Nie ma tego złego

Tak, tak, tak- Mortka nie zawodzi. Lekturka lekka, łatwa i humorystyczna, fantasy takie jak lubię, bez większych zobowiązań, za to dla solidnej odskoczni i zresetowania po cięższych lekturach

Gromadka awanturników i specjalistów od zadań niemożliwych- szef Edmund zwany Kociołkiem, niegdyś żołnierz, a raczej kucharz w armii księcia Stefana, krasnolud Gramm z niewyparzoną gębą i skłonnościami do alkoholu, elf Eliah, bardzo stroniący od ludzi i zamkniętych pomieszczeń, goblin Zwierzak- najlepszy zwiadowca, choć z wyglądy szarozielony i niezbyt dobrze wychowany, rycerz Urgo w pordzewiałej zbroi, dzielny, choć nieśmiały, guślarz Żychłoń, który musi się kryć ze swoimi magicznymi umiejętnościami. Żyją sobie spokojnie w karczmie”Pod Gryfem”, dorabiają sobie a to uwalniając porwaną księżniczkę, a to ochraniając karawanę. Czasy niby spokojne, wojny się zakończyły, a Dolina jest podzielona na wiele małych księstw (coś jak nasze rozbicie dzielnicowe) i stara się podźwignąć po bratobójczych walkach.

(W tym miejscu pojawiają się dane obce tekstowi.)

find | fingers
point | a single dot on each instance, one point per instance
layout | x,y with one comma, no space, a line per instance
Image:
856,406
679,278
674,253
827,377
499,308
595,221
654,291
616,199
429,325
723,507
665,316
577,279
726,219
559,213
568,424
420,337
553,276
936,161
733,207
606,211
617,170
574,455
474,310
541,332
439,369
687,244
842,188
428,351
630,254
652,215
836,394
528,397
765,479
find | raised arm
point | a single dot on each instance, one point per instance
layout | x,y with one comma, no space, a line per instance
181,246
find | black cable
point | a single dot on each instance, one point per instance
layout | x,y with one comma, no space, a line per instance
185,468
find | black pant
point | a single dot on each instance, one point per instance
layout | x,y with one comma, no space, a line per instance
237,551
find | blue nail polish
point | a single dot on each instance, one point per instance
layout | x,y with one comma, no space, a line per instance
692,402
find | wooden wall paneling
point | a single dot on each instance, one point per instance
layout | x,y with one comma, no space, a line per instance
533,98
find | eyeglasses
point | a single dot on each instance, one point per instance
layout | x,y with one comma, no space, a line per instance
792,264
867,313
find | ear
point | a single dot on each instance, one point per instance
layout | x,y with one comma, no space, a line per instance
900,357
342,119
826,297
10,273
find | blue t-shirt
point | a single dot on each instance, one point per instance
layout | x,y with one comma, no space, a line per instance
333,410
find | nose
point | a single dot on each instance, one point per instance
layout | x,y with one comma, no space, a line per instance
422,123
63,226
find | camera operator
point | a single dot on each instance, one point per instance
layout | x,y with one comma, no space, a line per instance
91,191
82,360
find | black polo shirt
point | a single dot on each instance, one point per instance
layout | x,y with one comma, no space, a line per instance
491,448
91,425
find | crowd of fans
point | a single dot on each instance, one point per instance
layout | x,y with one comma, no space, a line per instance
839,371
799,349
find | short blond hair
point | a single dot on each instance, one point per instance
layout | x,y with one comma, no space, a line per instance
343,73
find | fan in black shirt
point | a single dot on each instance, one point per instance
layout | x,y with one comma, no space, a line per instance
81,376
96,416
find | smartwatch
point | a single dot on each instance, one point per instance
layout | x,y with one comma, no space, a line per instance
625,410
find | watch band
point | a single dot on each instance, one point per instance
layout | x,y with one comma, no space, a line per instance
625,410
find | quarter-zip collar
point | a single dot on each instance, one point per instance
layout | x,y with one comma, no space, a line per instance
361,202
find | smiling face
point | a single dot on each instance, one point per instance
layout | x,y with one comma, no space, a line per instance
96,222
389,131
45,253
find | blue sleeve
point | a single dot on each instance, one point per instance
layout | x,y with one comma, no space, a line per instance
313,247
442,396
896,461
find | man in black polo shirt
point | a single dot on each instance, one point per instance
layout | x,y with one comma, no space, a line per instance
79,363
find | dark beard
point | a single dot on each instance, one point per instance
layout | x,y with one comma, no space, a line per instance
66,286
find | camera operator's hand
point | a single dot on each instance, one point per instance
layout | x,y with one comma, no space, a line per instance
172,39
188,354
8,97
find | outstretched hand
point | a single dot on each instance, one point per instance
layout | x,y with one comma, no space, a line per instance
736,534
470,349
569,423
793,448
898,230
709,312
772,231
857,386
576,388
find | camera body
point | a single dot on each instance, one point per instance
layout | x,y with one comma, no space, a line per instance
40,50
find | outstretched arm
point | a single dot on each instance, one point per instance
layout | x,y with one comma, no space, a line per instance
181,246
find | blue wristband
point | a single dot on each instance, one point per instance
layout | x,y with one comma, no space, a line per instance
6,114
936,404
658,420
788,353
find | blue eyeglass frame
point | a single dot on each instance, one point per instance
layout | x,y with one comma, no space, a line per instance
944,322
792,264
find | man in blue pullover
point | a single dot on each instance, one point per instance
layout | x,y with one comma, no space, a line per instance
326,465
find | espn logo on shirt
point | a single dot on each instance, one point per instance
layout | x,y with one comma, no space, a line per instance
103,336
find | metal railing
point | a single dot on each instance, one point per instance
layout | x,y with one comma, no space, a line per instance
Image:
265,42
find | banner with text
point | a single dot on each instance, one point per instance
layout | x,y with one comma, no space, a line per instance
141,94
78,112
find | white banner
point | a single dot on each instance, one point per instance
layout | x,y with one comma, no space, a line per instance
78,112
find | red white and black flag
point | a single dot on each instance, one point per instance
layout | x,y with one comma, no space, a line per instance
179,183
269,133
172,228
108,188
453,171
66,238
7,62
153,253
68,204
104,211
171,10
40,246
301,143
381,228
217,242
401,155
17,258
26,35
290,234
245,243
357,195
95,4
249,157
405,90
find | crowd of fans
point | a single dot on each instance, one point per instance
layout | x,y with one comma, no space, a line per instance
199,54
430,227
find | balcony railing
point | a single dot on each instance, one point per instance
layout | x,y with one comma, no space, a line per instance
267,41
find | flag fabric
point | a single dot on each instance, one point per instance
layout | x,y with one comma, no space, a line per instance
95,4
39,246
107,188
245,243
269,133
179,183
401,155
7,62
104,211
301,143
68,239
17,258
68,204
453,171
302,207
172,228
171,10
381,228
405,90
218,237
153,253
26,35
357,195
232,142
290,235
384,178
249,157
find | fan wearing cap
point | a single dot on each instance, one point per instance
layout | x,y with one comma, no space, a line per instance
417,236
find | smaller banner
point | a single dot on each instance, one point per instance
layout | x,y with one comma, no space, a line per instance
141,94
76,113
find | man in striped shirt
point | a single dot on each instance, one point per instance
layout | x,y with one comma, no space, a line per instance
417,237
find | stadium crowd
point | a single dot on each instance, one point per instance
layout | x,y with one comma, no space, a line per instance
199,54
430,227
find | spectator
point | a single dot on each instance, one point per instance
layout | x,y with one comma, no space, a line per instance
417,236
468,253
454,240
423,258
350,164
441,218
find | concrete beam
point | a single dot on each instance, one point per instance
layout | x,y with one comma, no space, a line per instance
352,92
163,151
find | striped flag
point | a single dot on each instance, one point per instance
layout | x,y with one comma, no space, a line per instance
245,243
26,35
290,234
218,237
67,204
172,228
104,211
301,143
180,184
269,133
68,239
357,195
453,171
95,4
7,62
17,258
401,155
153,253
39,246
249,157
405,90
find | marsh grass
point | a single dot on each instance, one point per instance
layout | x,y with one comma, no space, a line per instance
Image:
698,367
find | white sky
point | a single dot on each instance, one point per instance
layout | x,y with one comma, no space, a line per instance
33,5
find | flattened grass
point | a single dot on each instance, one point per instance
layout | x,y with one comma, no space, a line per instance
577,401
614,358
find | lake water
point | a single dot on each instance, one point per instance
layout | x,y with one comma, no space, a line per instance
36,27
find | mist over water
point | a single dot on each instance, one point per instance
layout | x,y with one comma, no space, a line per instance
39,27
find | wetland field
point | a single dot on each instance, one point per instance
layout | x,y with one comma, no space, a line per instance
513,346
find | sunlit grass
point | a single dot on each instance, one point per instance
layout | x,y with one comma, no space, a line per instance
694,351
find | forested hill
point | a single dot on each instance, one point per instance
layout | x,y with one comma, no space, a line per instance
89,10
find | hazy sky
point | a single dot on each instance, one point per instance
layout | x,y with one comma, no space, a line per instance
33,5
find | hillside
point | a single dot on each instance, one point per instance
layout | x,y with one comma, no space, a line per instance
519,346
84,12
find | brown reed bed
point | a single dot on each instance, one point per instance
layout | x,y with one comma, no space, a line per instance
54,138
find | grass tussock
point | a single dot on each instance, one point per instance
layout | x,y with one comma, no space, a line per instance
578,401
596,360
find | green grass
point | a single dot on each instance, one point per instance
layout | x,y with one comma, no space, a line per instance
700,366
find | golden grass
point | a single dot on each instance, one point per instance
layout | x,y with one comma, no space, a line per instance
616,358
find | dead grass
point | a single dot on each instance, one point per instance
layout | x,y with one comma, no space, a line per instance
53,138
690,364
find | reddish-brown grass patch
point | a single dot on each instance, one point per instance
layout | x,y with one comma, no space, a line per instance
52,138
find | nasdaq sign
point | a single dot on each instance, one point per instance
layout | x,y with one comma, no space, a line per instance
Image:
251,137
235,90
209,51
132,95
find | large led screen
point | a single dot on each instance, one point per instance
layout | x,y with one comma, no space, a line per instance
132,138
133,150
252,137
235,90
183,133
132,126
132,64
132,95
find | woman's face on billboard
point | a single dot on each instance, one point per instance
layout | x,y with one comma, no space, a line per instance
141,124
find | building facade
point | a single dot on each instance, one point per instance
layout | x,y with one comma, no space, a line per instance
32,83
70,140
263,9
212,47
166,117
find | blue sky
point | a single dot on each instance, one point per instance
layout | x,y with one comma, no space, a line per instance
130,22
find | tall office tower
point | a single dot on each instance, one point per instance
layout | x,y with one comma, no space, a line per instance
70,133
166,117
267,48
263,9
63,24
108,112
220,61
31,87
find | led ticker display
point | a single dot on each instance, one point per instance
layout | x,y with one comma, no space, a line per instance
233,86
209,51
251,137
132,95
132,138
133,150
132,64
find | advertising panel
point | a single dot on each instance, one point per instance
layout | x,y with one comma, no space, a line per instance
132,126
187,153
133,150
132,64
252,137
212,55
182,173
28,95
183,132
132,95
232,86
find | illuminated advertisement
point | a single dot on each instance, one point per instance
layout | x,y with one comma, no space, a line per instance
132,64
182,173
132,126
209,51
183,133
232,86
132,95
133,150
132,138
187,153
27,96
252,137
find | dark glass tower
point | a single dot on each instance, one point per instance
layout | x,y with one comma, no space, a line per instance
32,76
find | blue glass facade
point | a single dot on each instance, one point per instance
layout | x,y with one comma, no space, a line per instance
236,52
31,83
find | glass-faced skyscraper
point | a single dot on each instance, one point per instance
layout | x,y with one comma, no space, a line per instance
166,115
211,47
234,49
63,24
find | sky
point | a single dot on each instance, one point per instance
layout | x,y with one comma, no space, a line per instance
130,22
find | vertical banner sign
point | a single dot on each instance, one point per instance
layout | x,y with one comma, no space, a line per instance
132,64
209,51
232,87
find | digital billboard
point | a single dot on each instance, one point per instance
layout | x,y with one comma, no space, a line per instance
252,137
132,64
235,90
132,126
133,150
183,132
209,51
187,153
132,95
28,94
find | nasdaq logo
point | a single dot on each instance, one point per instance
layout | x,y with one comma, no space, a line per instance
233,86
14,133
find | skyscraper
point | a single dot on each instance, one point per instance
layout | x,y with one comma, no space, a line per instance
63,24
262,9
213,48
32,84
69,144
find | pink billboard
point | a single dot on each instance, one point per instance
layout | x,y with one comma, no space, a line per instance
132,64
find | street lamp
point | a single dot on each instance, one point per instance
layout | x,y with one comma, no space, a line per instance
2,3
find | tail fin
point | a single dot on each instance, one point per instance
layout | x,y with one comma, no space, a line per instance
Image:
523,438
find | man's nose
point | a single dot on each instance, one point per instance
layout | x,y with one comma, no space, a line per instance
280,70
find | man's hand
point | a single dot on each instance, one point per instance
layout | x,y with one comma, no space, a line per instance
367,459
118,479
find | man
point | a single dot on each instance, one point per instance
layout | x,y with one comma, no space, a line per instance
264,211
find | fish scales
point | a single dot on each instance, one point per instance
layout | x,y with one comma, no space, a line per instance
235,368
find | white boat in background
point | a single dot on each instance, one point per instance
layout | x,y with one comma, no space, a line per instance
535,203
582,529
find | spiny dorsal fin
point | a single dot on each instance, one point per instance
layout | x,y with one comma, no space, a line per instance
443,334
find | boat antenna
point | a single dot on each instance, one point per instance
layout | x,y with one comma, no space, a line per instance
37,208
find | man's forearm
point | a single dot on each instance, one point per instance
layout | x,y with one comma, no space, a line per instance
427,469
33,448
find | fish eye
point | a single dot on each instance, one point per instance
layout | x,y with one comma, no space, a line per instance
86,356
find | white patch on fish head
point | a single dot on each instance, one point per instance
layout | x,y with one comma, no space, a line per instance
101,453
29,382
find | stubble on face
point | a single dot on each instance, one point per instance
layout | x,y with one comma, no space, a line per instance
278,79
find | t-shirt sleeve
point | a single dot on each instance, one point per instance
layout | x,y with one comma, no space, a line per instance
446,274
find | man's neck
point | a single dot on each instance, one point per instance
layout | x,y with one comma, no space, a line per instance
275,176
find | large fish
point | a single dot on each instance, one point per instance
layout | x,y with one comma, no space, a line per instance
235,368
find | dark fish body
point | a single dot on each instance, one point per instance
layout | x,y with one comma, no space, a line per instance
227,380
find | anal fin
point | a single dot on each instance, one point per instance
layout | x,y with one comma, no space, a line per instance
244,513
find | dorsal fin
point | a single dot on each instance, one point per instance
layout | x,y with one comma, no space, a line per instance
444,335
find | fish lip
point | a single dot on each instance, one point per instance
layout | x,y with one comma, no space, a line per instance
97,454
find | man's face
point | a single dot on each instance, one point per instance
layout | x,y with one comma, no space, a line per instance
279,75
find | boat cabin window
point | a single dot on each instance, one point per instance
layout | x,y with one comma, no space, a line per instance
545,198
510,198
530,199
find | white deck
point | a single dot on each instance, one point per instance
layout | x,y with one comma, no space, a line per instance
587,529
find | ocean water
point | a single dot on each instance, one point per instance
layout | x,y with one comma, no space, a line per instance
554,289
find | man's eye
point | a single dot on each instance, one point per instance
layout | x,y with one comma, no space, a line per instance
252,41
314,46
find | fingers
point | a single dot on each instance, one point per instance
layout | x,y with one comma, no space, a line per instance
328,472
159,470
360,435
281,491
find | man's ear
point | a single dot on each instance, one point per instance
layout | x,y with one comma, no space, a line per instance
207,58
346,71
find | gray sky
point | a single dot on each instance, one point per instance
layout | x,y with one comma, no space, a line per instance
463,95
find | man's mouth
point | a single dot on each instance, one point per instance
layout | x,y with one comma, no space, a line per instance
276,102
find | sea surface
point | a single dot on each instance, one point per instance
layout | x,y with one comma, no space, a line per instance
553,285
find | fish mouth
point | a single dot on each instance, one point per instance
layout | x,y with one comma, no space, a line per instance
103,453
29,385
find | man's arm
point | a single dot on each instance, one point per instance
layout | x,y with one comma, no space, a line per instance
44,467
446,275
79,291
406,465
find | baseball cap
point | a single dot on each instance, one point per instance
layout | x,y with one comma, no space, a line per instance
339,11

Ale jest jeszcze coś, co zagraża spokojowi Doliny- to Złe, które przychodzi gdzieś z dalekich Gwiżdżących Gór. Przychodzi po cichu, niepostrzeżenie wciska się między ludzi i stara się nimi zawładnąć. Dzielny Kociołek nie wie w co się pakuje, podejmując się zdawałoby się zwykłego zadania. Ale „nie ma tego Złego”…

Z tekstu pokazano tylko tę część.